Vernaccia wine, ranked among the best wines in the world, is one of the most famous wines of Sardinia. It has an amber color, its aroma recalls the almond tree in bloom and its taste is smooth and velvety with a slightly bitter return. It should be drunk with an appetizer or a dessert, in order to enhance all of its flavors and aromas.
The Romans, being for the first time in front of this unknown vine, decided to call it “vernacular”, which meant “local” and hence the name Vernaccia.

The typical area for “Vernaccia di Oristano” wine includes sixteen of seventyfour municipalities in the province. The harvest begins in mid-September: the grapes, once collected, are then taken to the cellar where the pressing at low pressure takes place, separating then the juice from the solid parts. When the separation is over, the juice is poured into tanks at a controlled temperature.

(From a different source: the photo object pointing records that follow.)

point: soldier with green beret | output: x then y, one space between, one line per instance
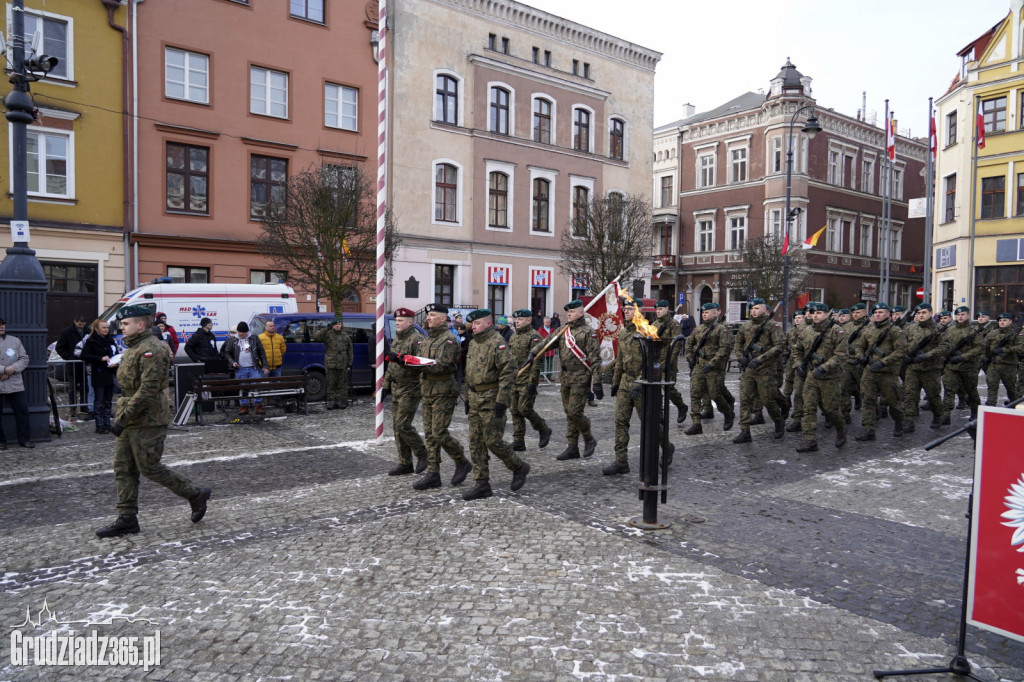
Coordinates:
140 423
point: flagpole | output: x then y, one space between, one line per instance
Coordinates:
933 144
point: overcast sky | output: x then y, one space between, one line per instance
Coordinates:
903 50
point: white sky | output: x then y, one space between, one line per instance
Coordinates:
904 50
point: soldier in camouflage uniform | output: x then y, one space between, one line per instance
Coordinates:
708 352
927 345
439 396
821 372
1001 349
141 417
337 359
668 329
523 343
489 387
758 345
581 359
402 384
881 350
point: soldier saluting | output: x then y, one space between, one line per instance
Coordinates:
140 423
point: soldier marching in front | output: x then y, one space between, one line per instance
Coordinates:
402 384
489 387
522 344
881 350
580 353
758 344
820 351
708 352
439 396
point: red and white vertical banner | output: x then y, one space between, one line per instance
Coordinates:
382 37
995 589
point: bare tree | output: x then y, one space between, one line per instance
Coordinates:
607 238
324 232
762 271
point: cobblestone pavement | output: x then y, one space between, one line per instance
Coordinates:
312 563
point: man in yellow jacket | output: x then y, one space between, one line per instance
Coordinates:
273 345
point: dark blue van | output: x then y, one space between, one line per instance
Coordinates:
302 353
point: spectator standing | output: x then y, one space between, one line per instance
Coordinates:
13 360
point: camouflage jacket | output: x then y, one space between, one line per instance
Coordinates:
830 352
442 346
573 371
768 346
521 343
403 343
885 342
491 367
629 361
143 375
339 348
936 348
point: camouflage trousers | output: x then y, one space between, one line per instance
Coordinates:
577 423
884 385
1005 374
758 390
486 435
138 451
522 412
404 401
960 378
436 420
918 378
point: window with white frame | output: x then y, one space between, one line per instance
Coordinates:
186 76
51 163
341 107
268 92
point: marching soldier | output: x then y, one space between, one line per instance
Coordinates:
140 423
758 344
820 351
439 396
524 340
1003 351
668 329
881 350
580 353
927 345
402 384
489 387
708 352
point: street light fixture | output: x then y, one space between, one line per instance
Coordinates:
811 129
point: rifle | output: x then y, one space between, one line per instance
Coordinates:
813 351
748 354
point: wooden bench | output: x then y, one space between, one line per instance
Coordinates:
226 390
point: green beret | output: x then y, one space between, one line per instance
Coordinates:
136 310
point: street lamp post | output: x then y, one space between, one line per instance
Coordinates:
812 128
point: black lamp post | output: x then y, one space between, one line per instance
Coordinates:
23 285
812 128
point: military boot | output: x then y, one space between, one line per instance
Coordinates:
743 436
615 468
430 480
570 453
122 525
478 492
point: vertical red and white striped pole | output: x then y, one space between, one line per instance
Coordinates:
382 37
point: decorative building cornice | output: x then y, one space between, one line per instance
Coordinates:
541 23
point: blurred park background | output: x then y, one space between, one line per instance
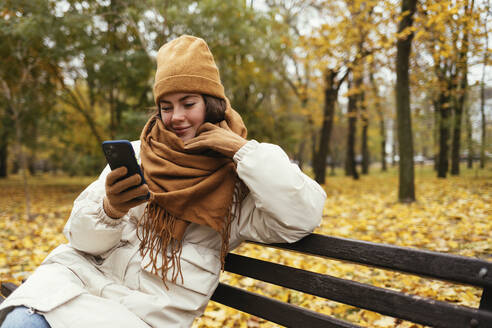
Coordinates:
387 104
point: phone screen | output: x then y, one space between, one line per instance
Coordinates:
120 153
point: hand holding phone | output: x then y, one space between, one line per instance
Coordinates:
125 184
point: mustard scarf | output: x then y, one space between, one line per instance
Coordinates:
201 188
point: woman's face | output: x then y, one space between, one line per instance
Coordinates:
182 113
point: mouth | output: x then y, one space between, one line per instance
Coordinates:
180 130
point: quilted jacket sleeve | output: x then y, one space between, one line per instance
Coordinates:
284 204
88 228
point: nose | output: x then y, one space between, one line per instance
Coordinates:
178 115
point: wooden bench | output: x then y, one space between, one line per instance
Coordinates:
441 266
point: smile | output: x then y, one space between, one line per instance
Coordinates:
181 130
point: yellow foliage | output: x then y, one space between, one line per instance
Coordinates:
452 215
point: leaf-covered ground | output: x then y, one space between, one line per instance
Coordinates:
451 215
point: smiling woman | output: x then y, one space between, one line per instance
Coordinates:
156 262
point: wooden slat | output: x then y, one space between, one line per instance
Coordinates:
486 300
447 267
273 310
388 302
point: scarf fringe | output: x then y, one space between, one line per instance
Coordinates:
157 226
156 240
234 211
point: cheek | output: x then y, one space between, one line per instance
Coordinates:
166 119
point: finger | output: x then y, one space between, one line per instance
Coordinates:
223 124
130 195
207 126
198 145
115 175
124 184
136 202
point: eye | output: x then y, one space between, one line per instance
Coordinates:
165 107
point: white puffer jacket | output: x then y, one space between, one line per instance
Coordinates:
98 279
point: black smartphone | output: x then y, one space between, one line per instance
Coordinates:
120 153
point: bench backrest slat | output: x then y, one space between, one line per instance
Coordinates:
486 300
388 302
446 267
273 310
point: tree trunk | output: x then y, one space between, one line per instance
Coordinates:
331 93
456 144
3 154
365 126
23 163
484 123
382 130
350 163
462 68
482 93
444 124
469 139
300 154
406 191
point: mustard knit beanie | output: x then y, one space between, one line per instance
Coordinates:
186 64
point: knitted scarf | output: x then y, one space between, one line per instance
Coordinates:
200 188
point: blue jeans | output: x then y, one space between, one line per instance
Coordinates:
21 316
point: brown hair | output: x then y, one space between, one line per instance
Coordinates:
214 109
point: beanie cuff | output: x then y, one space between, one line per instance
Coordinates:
188 83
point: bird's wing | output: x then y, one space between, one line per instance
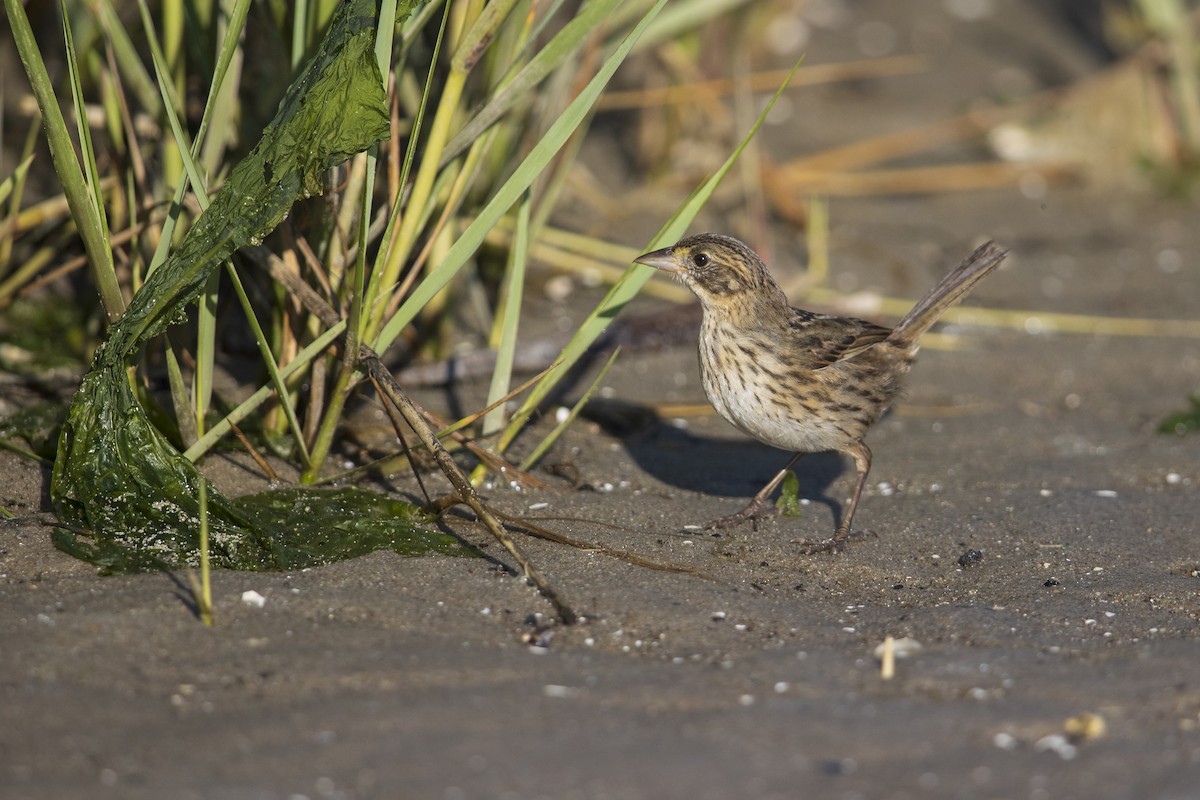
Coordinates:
828 340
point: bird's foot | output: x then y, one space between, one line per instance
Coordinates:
755 511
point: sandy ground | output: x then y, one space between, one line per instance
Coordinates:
393 678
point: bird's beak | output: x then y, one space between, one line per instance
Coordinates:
661 259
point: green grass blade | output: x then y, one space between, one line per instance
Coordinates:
510 192
631 281
273 367
222 97
552 437
252 403
508 319
565 43
79 197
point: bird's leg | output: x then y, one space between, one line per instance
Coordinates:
759 506
863 465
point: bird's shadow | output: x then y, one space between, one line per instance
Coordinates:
729 468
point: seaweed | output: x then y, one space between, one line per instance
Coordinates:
127 499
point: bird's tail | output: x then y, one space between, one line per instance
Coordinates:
947 293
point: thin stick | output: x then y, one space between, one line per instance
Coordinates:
462 486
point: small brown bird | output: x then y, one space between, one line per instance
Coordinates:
792 378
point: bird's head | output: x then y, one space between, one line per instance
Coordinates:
718 269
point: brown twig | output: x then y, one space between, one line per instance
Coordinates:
415 420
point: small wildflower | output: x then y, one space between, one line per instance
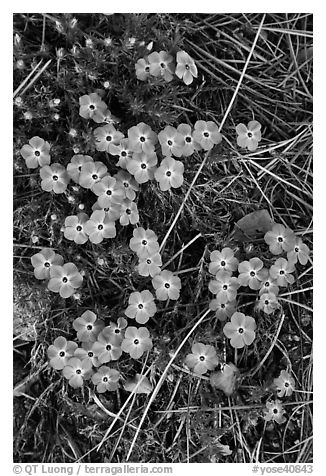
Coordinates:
144 242
224 286
64 279
142 69
54 178
106 135
284 384
280 239
128 213
252 273
268 303
60 351
122 151
116 330
248 136
150 266
274 412
43 261
109 191
171 141
269 285
299 252
99 226
129 183
106 379
112 211
74 228
281 271
206 134
141 306
136 341
142 166
91 172
241 330
186 68
76 371
36 152
142 138
169 174
88 326
91 106
202 358
223 260
223 310
105 348
166 285
161 64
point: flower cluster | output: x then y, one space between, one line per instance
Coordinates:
100 345
62 278
161 65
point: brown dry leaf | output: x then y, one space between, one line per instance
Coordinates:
225 379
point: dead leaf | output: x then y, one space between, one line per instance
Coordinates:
253 224
225 379
139 384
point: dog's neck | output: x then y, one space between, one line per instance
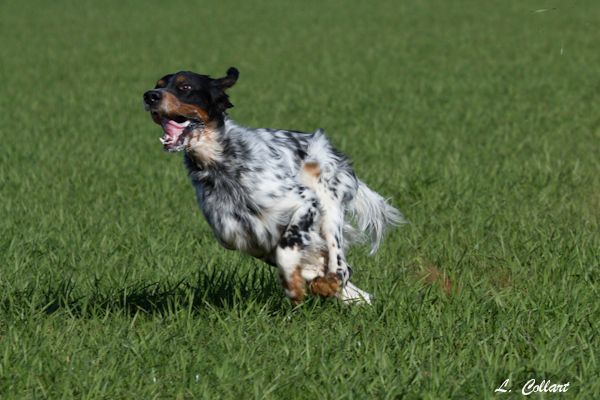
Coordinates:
205 148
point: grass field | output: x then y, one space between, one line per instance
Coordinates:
479 119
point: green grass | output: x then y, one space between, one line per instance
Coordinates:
479 119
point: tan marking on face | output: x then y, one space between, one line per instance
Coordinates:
171 106
326 286
295 286
312 168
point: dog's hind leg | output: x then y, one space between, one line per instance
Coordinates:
294 241
332 218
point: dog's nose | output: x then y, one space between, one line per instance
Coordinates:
152 97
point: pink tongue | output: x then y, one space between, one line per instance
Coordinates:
172 128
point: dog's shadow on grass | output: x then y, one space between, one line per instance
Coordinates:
223 289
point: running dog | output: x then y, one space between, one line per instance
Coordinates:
286 197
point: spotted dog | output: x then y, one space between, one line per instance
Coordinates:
285 197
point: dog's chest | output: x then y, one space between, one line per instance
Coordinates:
248 213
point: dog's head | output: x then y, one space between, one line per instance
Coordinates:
186 101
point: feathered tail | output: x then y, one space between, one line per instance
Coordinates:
373 214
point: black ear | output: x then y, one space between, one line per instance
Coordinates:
228 81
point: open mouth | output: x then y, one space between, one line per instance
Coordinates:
176 130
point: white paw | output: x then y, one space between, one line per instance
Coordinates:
352 295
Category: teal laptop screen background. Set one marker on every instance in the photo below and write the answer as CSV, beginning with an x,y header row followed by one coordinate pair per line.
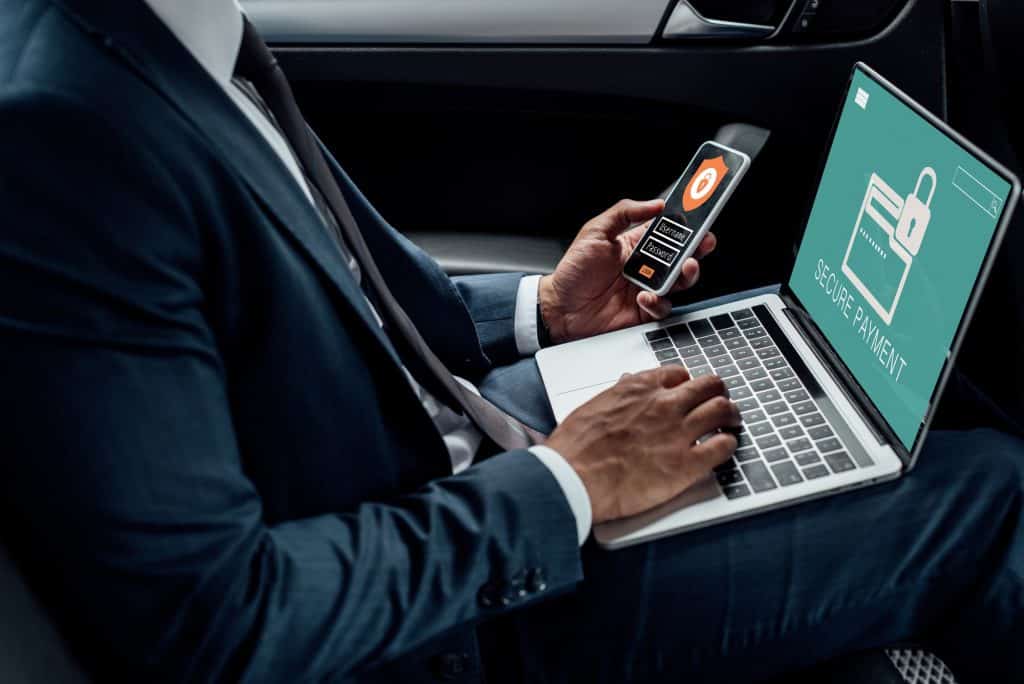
x,y
887,264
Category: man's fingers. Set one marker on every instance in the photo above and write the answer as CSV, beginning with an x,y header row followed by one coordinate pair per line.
x,y
672,376
691,394
625,214
655,307
708,246
688,275
715,451
716,413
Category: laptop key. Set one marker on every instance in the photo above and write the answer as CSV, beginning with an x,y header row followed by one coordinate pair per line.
x,y
747,404
797,395
740,392
788,385
689,350
700,328
695,360
658,345
756,374
783,419
721,321
736,492
725,466
829,444
820,432
810,420
815,472
791,432
840,462
804,408
807,458
733,383
744,455
748,364
727,372
754,416
715,350
801,444
786,474
758,475
781,374
735,343
718,361
730,477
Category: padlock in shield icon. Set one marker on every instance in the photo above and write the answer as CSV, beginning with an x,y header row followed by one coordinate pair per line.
x,y
887,236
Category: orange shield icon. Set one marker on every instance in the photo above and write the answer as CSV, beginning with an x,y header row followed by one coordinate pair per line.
x,y
705,182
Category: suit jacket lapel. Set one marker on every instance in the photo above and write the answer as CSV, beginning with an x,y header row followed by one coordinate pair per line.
x,y
140,38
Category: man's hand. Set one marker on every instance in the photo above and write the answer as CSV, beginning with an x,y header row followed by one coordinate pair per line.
x,y
634,444
587,294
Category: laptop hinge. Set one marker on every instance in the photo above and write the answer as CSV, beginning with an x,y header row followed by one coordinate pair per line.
x,y
872,419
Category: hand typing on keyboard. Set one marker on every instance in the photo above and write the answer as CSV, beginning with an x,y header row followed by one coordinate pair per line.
x,y
634,445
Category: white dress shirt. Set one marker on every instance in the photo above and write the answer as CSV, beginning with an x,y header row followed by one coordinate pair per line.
x,y
211,31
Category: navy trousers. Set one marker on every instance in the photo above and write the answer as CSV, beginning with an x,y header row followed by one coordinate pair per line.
x,y
934,558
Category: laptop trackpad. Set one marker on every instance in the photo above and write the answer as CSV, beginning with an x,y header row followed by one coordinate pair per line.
x,y
610,532
564,403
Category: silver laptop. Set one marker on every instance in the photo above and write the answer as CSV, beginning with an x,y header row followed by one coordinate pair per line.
x,y
839,374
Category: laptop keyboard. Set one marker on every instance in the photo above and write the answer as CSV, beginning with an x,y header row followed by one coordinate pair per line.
x,y
790,434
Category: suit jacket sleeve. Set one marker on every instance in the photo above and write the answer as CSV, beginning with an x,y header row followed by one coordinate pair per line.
x,y
469,322
124,487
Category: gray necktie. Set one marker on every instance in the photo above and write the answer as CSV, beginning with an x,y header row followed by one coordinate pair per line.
x,y
272,92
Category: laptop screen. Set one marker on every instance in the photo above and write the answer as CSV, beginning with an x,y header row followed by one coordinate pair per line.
x,y
896,239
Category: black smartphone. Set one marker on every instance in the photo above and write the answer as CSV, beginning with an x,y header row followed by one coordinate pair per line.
x,y
691,208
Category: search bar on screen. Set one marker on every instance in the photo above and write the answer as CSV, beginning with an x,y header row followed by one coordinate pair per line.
x,y
977,193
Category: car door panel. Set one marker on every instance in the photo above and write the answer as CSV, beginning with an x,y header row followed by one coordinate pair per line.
x,y
534,139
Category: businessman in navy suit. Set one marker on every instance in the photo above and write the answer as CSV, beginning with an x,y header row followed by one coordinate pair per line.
x,y
244,440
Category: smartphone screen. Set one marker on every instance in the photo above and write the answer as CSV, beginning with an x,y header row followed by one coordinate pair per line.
x,y
693,201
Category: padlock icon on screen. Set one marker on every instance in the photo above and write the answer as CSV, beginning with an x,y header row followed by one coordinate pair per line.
x,y
916,214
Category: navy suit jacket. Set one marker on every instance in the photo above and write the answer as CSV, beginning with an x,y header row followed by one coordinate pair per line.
x,y
214,467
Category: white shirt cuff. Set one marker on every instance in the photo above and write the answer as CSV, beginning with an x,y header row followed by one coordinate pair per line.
x,y
571,486
525,316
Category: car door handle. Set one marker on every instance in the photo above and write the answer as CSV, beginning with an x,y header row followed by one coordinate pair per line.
x,y
686,23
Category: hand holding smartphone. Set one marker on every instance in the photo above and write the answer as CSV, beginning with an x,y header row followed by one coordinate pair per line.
x,y
691,208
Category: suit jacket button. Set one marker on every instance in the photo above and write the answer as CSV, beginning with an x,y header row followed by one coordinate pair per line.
x,y
452,666
536,582
487,596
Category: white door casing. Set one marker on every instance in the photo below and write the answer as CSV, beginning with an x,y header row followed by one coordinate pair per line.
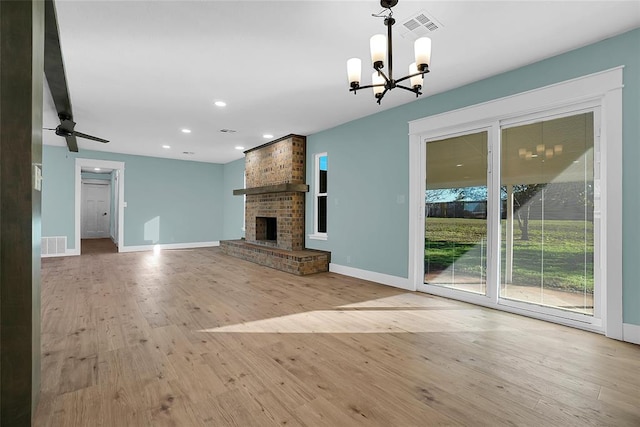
x,y
119,204
96,207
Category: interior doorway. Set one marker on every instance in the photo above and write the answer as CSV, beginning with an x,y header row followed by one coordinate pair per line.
x,y
99,216
96,209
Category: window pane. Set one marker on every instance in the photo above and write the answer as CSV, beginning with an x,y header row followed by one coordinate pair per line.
x,y
322,165
322,214
547,225
456,213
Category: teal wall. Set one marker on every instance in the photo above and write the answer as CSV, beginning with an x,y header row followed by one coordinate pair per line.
x,y
233,205
169,201
368,178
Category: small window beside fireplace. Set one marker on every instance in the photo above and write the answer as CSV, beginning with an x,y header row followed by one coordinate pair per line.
x,y
267,229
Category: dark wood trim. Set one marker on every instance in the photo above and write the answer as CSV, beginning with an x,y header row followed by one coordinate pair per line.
x,y
21,85
278,188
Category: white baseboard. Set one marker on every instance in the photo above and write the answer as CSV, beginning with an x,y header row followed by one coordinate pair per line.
x,y
170,246
372,276
631,333
69,252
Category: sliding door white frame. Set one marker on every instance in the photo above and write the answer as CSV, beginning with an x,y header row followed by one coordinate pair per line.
x,y
601,92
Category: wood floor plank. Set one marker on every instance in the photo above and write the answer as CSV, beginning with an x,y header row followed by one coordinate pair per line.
x,y
197,338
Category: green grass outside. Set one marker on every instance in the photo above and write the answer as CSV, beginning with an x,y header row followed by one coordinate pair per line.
x,y
561,257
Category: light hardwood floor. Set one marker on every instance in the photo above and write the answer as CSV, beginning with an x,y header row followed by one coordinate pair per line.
x,y
195,338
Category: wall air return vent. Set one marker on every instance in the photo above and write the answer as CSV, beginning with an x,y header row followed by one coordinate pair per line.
x,y
418,25
53,246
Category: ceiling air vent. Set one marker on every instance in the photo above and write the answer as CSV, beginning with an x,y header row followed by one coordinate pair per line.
x,y
419,24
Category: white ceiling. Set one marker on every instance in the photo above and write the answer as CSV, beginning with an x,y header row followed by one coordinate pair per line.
x,y
140,71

Once the fermentation is finished, the product is ready to be marketed or to start its process of aging. The latter occurs in chestnut barrels from the average capacity of 600 liters: in this period a whole series of phenomena of physical-chemical nature occur and make this wine a “unique” Vernaccia.

From Vernaccia grapes a D.O.C. wine is produced and it has partcular characteristics that closely resemble the great wines of Jerez de la Frontera Andalusa, best known around the world as Spanish Sherry. This wine is white, dry, aromatic, aged and with an alcoholic strength of not less than 15%. This alcohol though, and therein lies the difference with Spanish Sherry-type, fully deriveds from the fermentation of grape must, so that the Vernaccia di Oristano can in no case be defined as a “fortified wine”.

From the organoleptic point of view this wine has the following basic requirements: pale straw color (which tends to darken during aging); delicate floral and fruity (apple, acacia) aroma; sour but harmonious taste.